Creating new categories through marketing typically involves positioning, messaging, and analyst relations. But in conservative infrastructure, categories are created through technical definition. You can’t market your way into a new budget line item. You need to establish why this type of measurement should exist, what constitutes valid methodology, and what standards any solution must meet.
This is where working with standards bodies becomes essential. When technical organizations adopt frameworks that include your measurement approach, they’re not endorsing your product—they’re legitimizing your category. They’re telling conservative buyers that this isn’t an experimental vendor trying something risky. It’s an established technical practice that responsible operators should implement.
The Practical Mechanics of Standards-Based Marketing
What does standards-based marketing actually look like in practice? For Reactive Technologies, it means their engineering team is their marketing team.
The company focuses on “working with standards bodies, technical bodies that really help set what good looks like from a technical engineering perspective across the industry,” Marc notes. This includes presenting research at industry conferences, contributing to technical specifications, and engaging with the expert committees that define best practices.
These activities don’t generate immediate pipeline. But they create the conditions for sales years later. When a grid operator finally decides they need real-time stability measurement, they’re not discovering Reactive Technologies through a Google search or LinkedIn ad. They’re already familiar with the company because Reactive Technologies helped define what proper measurement looks like.

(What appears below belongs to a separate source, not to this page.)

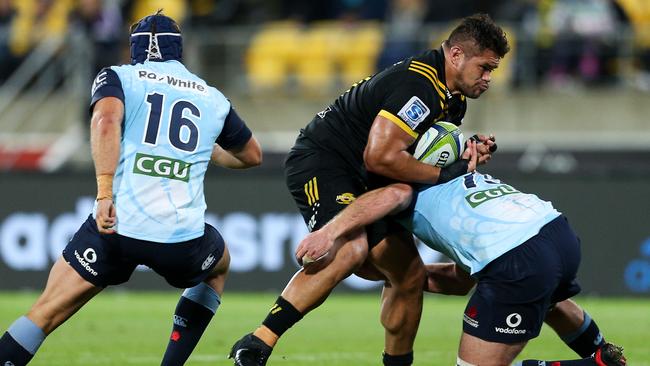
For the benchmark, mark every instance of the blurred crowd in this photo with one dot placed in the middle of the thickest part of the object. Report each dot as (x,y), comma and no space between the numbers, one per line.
(556,42)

The investment required is substantial. You need senior engineers who can communicate complex concepts to skeptical experts. You need patience to engage in multi-year standards development processes. And you need conviction to prioritize these activities over more measurable marketing tactics.
When Standards-Based Marketing Works
Standards-based marketing isn’t appropriate for every B2B company. It works in specific conditions that Reactive Technologies exemplifies:
First, your customers must be highly risk-averse, where mistakes have catastrophic consequences. In these markets, technical validation through neutral parties matters more than vendor marketing.
Second, you must be creating a new category or significantly redefining an existing one. Standards-based marketing establishes legitimacy for entirely new approaches.
Third, your sales cycles must be long enough that the multi-year investment in standards development pays off before you run out of capital. This requires patient investors and sufficient market size to justify the timeline.
Fourth, you need a problem that’s growing faster than your ability to sell. Problem growth creates natural momentum that carries you through the years required to establish technical standards.
For companies operating in these conditions, traditional demand generation isn’t just inefficient—it’s ineffective. You can’t marketing your way into trust when trust only comes from technical credibility validated by the institutions your customers already respect.